12. In this case, the hips can lie
I know there’s some old wives tale out there that promises to predict success in childbirth based on the size of one’s hips. But I’m here to tell you that I’ve seen an 80-pound woman push out a baby the size of a Thanksgiving dinner without so much as a Tylenol. Big hips do not necessarily an easy birth make.
13. Sometimes, we let you sneak in booze
Hey, we’re happy for you too. We might just let you sneak in that beer to celebrate.
14. What massacre?
So a bloody battle happened between your legs, but thankfully you’ll never know. Labor and delivery nurses are quick on the draw when it comes to cleaning up the aftermath. Look for phrases like “a little tear” or “a quick stitch” for clues to what really happened down there. Hint: Use that squeegee bottle (you’ll know it when you see it).
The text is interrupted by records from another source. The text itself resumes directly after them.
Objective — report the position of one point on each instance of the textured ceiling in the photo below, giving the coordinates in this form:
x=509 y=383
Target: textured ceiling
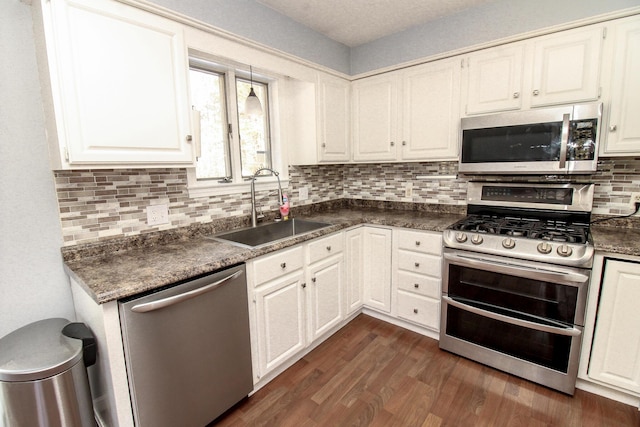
x=356 y=22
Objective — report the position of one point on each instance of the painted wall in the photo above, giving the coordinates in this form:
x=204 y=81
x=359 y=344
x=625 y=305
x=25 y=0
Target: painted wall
x=491 y=21
x=33 y=285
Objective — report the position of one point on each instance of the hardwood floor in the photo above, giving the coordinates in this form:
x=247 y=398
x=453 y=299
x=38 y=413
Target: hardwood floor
x=372 y=373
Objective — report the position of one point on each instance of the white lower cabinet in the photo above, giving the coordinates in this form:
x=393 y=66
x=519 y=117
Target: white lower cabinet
x=298 y=295
x=615 y=351
x=417 y=265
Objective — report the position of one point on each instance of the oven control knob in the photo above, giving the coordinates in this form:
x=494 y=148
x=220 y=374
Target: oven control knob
x=509 y=243
x=461 y=237
x=476 y=239
x=564 y=250
x=544 y=248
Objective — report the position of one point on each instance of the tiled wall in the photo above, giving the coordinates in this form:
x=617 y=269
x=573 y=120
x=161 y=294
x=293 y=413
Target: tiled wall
x=99 y=204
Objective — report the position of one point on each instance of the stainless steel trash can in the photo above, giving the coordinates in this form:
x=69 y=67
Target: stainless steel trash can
x=43 y=378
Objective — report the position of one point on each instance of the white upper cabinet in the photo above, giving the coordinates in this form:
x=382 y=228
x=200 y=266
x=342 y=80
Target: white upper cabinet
x=334 y=119
x=375 y=118
x=622 y=136
x=560 y=68
x=431 y=111
x=115 y=83
x=494 y=79
x=566 y=67
x=412 y=114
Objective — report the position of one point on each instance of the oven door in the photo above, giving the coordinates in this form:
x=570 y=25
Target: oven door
x=521 y=317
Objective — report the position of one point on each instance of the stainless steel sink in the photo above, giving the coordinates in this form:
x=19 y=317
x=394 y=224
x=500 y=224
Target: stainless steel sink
x=268 y=233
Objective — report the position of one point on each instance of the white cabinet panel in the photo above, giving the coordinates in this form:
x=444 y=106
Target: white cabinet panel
x=494 y=79
x=117 y=77
x=377 y=268
x=375 y=118
x=615 y=354
x=567 y=67
x=431 y=111
x=622 y=137
x=334 y=119
x=281 y=320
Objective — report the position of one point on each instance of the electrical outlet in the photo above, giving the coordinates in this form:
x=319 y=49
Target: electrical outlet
x=157 y=214
x=408 y=189
x=303 y=193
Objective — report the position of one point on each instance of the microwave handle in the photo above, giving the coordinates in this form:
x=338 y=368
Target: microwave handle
x=564 y=141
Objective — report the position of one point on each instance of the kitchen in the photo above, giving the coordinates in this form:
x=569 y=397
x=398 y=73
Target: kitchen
x=31 y=256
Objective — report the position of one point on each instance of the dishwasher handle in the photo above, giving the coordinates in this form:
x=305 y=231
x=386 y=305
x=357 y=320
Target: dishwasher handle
x=169 y=301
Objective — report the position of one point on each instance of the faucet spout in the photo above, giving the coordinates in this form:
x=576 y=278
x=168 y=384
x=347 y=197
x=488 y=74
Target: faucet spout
x=254 y=213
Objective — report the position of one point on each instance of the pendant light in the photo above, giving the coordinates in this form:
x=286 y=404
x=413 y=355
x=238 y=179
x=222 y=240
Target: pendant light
x=252 y=105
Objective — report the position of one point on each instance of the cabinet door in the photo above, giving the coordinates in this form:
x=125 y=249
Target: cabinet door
x=494 y=79
x=623 y=133
x=567 y=67
x=354 y=252
x=325 y=295
x=281 y=320
x=375 y=118
x=334 y=119
x=615 y=354
x=431 y=111
x=377 y=268
x=119 y=84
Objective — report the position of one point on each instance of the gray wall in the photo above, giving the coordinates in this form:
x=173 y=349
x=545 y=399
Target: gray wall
x=33 y=285
x=495 y=20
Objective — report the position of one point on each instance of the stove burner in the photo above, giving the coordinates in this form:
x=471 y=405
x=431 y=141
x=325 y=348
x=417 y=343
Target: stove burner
x=542 y=229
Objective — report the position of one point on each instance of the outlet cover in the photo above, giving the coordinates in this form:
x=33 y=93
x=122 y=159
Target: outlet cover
x=303 y=193
x=157 y=214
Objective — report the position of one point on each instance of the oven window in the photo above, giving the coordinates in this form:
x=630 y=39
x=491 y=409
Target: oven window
x=542 y=348
x=514 y=294
x=522 y=143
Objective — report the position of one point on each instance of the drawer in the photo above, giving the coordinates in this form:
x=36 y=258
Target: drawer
x=418 y=309
x=274 y=265
x=419 y=241
x=325 y=247
x=419 y=284
x=420 y=263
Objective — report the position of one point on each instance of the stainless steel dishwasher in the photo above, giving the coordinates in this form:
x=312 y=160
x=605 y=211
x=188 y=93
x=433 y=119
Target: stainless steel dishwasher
x=187 y=350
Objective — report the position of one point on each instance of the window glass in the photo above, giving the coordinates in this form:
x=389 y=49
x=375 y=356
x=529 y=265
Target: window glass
x=208 y=97
x=255 y=146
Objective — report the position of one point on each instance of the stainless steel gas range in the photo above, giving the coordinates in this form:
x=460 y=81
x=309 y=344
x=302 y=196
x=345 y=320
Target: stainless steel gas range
x=515 y=279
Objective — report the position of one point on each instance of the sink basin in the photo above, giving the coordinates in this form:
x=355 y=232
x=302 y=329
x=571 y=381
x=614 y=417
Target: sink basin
x=268 y=233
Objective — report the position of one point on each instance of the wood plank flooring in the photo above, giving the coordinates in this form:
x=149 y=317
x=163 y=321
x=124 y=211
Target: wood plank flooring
x=372 y=373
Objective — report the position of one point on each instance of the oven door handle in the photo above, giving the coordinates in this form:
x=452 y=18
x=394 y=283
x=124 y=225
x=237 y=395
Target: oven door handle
x=567 y=331
x=555 y=276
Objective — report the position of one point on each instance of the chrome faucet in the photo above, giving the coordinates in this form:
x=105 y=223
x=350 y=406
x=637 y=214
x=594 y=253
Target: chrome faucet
x=254 y=213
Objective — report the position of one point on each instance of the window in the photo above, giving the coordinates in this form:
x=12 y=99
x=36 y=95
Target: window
x=233 y=144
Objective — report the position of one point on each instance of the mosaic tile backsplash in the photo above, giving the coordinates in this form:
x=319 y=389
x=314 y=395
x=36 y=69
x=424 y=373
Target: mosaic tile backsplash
x=96 y=205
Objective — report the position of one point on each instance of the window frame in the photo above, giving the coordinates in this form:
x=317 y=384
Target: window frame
x=237 y=183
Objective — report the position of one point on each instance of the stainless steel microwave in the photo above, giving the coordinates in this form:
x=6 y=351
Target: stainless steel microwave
x=558 y=140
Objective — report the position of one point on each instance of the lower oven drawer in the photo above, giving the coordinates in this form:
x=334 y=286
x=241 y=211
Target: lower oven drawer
x=418 y=309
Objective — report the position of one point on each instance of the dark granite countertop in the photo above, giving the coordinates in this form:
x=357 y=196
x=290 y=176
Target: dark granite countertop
x=113 y=271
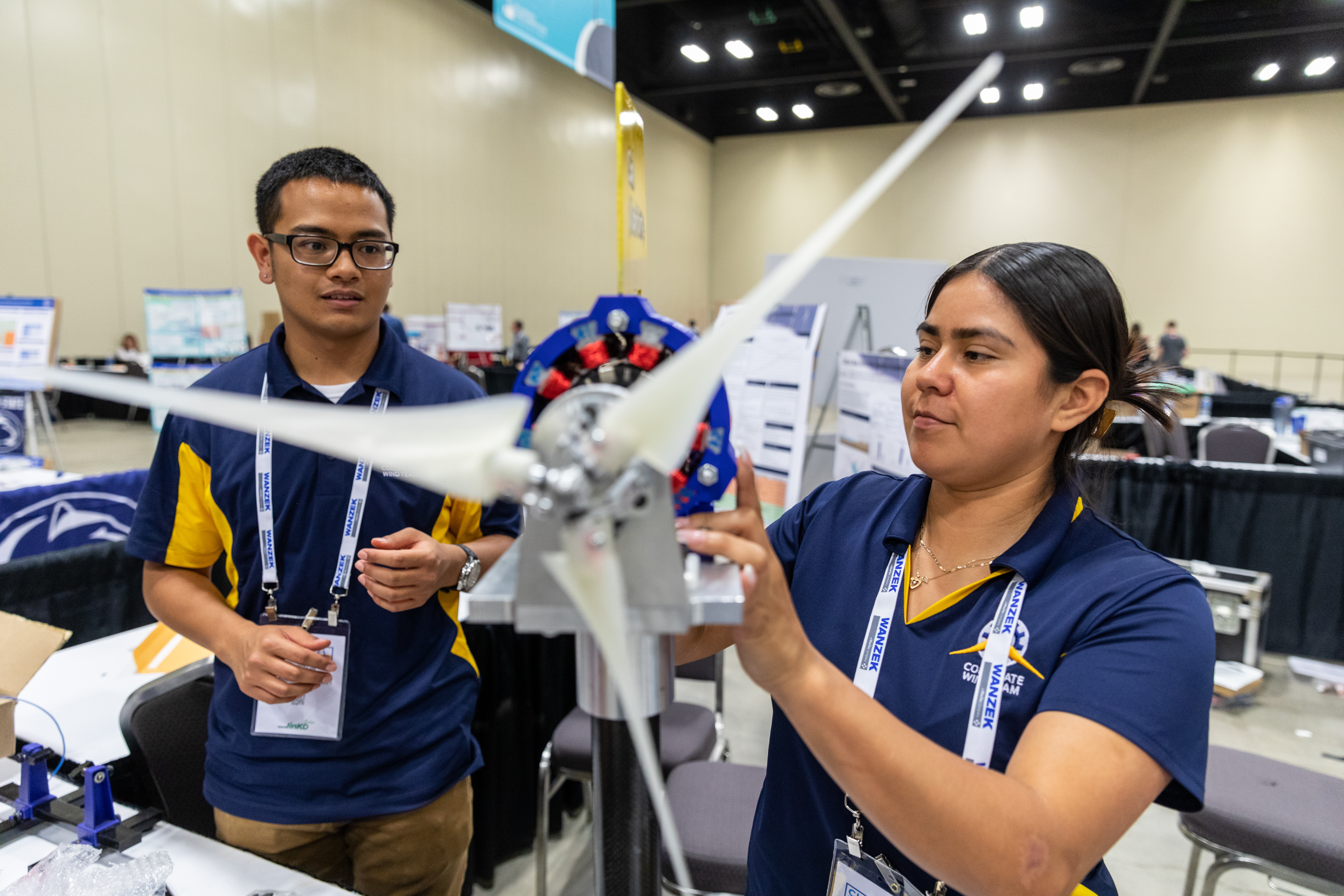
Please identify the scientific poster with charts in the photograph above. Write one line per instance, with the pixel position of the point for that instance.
(475, 328)
(196, 323)
(28, 340)
(769, 383)
(870, 425)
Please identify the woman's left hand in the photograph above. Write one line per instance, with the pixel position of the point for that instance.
(772, 645)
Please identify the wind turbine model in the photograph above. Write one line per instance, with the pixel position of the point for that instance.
(595, 479)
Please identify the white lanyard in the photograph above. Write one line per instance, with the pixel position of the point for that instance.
(987, 702)
(267, 516)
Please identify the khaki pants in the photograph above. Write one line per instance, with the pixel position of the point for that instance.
(412, 854)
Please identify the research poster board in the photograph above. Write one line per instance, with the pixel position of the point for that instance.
(769, 382)
(29, 330)
(474, 328)
(173, 377)
(580, 34)
(870, 424)
(425, 334)
(196, 323)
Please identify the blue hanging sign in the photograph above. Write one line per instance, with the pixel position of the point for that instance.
(579, 33)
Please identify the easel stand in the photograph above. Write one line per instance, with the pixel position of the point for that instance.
(862, 320)
(36, 408)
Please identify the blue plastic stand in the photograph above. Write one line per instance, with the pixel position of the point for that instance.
(33, 781)
(99, 808)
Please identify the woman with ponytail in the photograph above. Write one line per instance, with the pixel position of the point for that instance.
(993, 675)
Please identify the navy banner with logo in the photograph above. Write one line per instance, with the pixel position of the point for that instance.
(50, 518)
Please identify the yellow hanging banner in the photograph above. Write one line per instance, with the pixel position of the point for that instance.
(632, 248)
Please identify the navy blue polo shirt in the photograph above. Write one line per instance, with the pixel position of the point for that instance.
(1118, 635)
(412, 683)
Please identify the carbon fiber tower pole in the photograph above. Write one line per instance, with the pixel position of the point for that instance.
(626, 832)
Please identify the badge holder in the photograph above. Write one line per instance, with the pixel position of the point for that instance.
(321, 714)
(857, 874)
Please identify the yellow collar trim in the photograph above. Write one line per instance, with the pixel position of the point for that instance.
(943, 604)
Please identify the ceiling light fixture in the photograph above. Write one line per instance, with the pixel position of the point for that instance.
(1319, 66)
(1267, 72)
(739, 49)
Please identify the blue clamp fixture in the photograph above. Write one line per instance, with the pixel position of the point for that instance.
(99, 809)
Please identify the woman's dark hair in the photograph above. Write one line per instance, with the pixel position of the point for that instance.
(1073, 309)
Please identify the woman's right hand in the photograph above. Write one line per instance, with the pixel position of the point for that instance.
(772, 644)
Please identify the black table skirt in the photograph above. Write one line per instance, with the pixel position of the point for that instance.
(1287, 524)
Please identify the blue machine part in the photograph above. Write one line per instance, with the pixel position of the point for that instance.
(100, 813)
(620, 340)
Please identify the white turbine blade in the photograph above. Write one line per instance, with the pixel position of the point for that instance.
(659, 417)
(464, 449)
(591, 573)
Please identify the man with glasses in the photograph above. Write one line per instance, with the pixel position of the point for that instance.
(339, 745)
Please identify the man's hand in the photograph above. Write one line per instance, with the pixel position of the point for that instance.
(268, 663)
(407, 569)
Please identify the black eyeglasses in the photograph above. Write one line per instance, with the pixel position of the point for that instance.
(323, 252)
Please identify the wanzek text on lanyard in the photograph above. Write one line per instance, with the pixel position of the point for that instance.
(267, 518)
(983, 725)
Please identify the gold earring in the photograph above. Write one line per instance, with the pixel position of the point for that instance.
(1104, 424)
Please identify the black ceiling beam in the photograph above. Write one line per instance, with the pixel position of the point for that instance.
(1022, 57)
(1155, 55)
(861, 55)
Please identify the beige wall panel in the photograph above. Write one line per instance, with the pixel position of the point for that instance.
(147, 234)
(24, 258)
(1221, 214)
(71, 97)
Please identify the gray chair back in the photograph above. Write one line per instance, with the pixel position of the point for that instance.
(165, 725)
(1236, 444)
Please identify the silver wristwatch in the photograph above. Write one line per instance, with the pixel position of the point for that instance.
(471, 570)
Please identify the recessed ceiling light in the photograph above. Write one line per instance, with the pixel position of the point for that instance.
(1267, 72)
(838, 89)
(1096, 66)
(1319, 66)
(739, 49)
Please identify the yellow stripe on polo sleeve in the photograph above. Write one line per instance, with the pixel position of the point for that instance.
(200, 531)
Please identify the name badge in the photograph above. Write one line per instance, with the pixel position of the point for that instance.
(321, 714)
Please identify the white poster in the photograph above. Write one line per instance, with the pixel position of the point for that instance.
(28, 340)
(870, 425)
(425, 332)
(769, 383)
(475, 328)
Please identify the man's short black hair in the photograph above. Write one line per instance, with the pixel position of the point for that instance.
(331, 164)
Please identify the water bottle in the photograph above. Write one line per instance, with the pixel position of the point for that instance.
(1284, 414)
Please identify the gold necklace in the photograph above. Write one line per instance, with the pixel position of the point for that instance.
(916, 580)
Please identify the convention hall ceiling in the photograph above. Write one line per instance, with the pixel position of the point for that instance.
(862, 62)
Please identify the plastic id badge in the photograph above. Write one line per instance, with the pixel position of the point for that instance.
(857, 874)
(321, 714)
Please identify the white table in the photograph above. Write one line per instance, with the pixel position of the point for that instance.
(84, 688)
(202, 867)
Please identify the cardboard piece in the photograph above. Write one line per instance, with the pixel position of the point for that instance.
(25, 645)
(165, 651)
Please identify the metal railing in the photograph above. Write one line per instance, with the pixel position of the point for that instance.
(1318, 362)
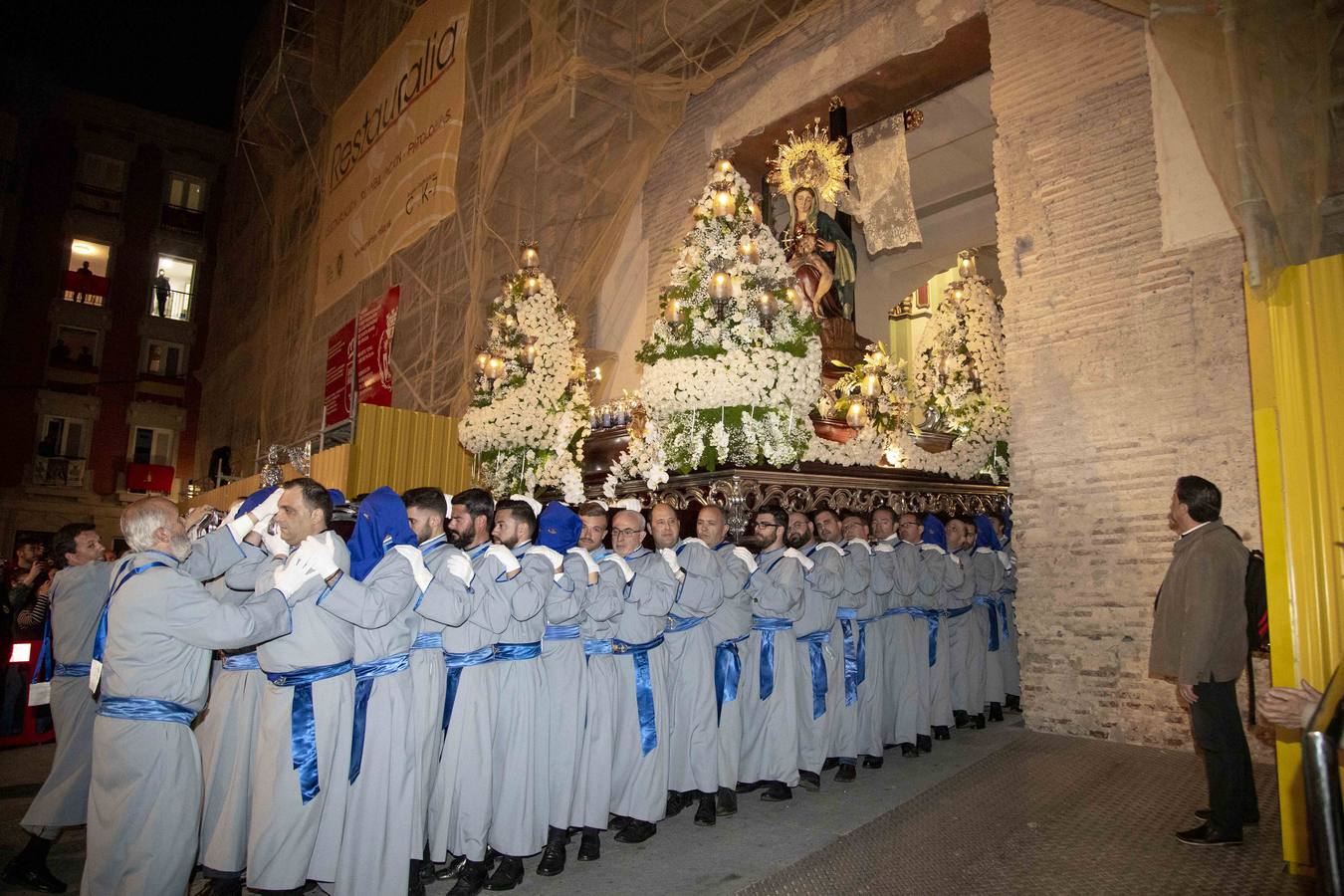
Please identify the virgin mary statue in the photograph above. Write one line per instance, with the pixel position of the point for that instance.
(821, 256)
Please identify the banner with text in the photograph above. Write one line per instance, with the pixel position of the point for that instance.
(391, 164)
(340, 375)
(373, 328)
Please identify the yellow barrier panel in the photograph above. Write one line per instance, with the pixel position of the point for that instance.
(406, 449)
(1297, 364)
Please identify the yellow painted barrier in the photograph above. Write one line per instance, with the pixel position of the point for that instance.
(1296, 344)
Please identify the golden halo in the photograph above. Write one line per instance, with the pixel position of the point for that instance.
(812, 160)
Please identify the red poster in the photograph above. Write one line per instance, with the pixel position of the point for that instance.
(340, 365)
(373, 331)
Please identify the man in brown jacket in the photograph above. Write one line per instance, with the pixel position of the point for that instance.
(1199, 639)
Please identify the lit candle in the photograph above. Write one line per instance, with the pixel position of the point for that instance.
(721, 285)
(723, 204)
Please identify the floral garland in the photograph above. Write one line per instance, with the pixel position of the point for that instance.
(529, 421)
(959, 383)
(732, 381)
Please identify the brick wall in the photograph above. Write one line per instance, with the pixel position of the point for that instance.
(1126, 365)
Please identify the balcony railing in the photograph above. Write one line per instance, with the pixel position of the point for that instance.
(65, 472)
(169, 304)
(185, 219)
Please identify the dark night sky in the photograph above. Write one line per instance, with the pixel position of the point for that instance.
(177, 58)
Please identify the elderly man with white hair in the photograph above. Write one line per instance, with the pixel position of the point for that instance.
(152, 658)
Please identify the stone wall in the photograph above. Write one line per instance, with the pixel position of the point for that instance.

15. You don’t have to breathe like that
Really, I’m not sure where that whole hee-haw breathing while giving birth stuff originated. Don’t worry about doing it the “right” way. Some women breathe normally, some hold their breath. As long as those little alveoli in your lungs are receiving oxygen, we’re good.
16. Think of it as a hall pass
You have permission to say exactly what you’ve wanted to say to your partner all these years. Every balled-up dirty sock on the floor, every “Honey, have you seen my wallet?” without even looking for it, every last little annoyance — all vented in the perfect cover-up of labor. Now is your chance to let it all out. Your secret is safe with me.
17. Some women are screamers…
… and that’s ok. I’ve seen timid wallflowers transform into raging rivals of ring wrestlers and even one strange case of a woman singing soprano. Hey, whatever it takes. That baby’s coming out one way or another.
18. All women labor differently
Try not to listen to your neighbor, your great-aunt Mildred, or even your mom on this one. The fact is, no woman experiences childbirth the same way. My mother swore up and down that contractions were hard but pushing was painless. Fast forward a few months and after cruising through my contractions, I found myself cursing her as I pushed out what felt like a burning bowling ball of fire. You can’t predict how labor and delivery will feel for you, so don’t even try.
19. Yes, it’s a little awkward for us too
No, it doesn’t come naturally to us to stick our hands up where the sun don’t shine. In fact, I think that’s why so many of us are compelled to tell you about that awesome salad we ate for lunch (nerves).
20. Before you, there was Regina
If you’ve ever wondered just how labor and delivery nurses learn to “check” their patients, allow me to introduce you to Regina. Regina is our resident vagina-in-a-box. We’ve all paid a visit to Regina in the backroom before turning loose on real, unsuspecting patients. So next time you enjoy a quick and pain-free vaginal exam, just thank Regina.
21. That said, you really can’t shock labor and delivery nurses
From a patient watching The Jerry Springer Show while pushing, to a woman who lost her underwear in her girly parts, I’ve seen it all. So fear not if you have Jekyll and Hyde tendencies when giving birth — we expect it.